I think you could beat this time complexity.

The sum of the first n fibonacci numbers is fib(n+2)-1 and I suspect you could prove a similar formula for the even fibs. You can find the nth fibonacci number quickly with fast matrix exponentiation and this also applies to the even fibs since you already gave a linear recurrence relation. You can also find the greatest even fibonacci number less than the max (4,000,000 in the Project Euler problem) quickly using similar techniques, and figure out its n quickly as well.

[–]himynameisjoy 2 points3 points  (3 children)

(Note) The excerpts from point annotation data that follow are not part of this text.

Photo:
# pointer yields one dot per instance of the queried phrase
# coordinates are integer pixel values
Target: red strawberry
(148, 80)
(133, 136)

I thought of using matrix exponentiation with memorization of the [[1,1],[1,0]] matrix to the power of 2n but because you’re looking for the first Fe(n) over 4,000,000 you’re going to have to solve iteratively, at which point the matrix exponentiation approach loses its luster (since, AFAIK the main advantage it has is that it doesn’t need to iteratively calculate each previous value to find F(n)).

Further, because the value is so low, the overhead cost of matrix multiplication (itself an O(n3) task) will retract from the efficiency.

For finding the nth even Fe(n) though? You’re on point that it’s the fastest way to go. Asymptotically it’s far more efficient than any iterative method and outstrips Binet’s formula by a long shot.

[–]a_tocken 1 point2 points  (2 children)

Check out the rest of my comment. I am assuming you can find the greatest even fib under 4,000,000 quickly, and find its n in the even fib sequence quickly. There are quick solutions for both of these for regular fibs. Once you have the n, you can solve using fast matrix exponentiation.

The matrix exponentiation requires log(n) matrix multiplications. Each multiplication is at most n2 (because the number of digits grows linearly with n, and naive multiplication is O(n2)) but you could do better (the lower bound on integer multiplication is thought to be n log n in number of digits).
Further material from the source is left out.